MONDAY, June 29, 2020 (HealthDay News) — Primary care practices are estimated to lose more than $67,000 in gross revenue per full-time physician over the course of 2020 due to COVID-19, according to a report published online June 25 in Health Affairs.
Sanjay Basu, M.D., Ph.D., from Collective Health in San Francisco, and colleagues estimated the potential impact of COVID-19 on operating expenses and revenues of primary care practices using a microsimulation model incorporating national data on primary care utilization, staffing, expenditures, and reimbursements.

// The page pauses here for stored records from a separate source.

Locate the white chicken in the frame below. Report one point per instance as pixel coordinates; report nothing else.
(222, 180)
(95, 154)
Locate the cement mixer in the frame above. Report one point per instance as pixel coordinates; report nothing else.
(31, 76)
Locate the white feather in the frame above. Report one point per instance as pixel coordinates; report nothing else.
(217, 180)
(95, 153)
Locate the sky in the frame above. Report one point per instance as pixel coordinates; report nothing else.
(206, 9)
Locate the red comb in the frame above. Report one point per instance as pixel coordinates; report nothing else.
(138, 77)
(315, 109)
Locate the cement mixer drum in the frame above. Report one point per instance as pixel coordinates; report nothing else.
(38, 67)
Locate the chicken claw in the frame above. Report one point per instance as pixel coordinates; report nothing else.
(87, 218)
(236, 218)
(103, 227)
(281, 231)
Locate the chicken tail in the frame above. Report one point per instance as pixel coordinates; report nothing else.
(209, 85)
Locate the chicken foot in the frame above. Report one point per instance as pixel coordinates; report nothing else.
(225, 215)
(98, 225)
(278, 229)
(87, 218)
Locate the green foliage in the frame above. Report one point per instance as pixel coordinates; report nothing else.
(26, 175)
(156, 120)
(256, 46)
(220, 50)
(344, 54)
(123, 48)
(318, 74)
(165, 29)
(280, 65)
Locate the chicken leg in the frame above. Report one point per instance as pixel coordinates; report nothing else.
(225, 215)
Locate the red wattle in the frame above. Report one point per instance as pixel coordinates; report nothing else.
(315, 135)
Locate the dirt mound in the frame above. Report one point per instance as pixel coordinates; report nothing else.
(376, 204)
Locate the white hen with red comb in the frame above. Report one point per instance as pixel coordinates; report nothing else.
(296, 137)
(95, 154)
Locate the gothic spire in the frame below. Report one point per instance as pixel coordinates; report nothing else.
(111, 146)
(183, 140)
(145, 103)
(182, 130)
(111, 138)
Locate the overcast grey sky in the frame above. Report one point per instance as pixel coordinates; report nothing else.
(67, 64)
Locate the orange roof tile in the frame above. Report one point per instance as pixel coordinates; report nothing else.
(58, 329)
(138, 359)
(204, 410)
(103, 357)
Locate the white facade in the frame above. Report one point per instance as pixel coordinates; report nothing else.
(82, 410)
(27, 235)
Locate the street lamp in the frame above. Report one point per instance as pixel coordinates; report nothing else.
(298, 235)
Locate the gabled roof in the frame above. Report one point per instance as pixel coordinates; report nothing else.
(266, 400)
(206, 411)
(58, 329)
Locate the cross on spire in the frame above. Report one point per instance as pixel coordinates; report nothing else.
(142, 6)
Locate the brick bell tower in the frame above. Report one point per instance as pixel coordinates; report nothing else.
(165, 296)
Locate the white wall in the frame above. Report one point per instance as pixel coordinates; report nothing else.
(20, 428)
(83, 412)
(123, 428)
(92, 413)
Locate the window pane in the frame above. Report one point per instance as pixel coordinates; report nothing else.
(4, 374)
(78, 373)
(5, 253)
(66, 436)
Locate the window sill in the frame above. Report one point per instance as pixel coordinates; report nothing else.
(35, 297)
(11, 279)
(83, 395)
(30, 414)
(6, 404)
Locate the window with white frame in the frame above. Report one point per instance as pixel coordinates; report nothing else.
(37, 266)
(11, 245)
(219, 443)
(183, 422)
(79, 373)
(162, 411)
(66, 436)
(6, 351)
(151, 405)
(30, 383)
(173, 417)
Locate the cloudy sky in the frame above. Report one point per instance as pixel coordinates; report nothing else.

The researchers estimated that over the course of 2020, primary care practices would be expected to lose $67,774 in gross revenue per full-time physician (difference between gross revenue with COVID-19 and anticipated gross revenue in the absence of COVID-19). To neutralize the revenue losses caused by COVID-19 among primary care practices, the estimated cost would be $15.1 billion at a national level. If COVID-19 telemedicine payment policies are not sustained, this could more than double.
“We anticipate large, meaningful reductions in revenue for primary care practices as a result of COVID-19, which may result in sufficient financial adversity as to threaten practice viability should practices be unable to secure sufficient funding through either fee-for-service or capitated payment mechanisms,” the authors write.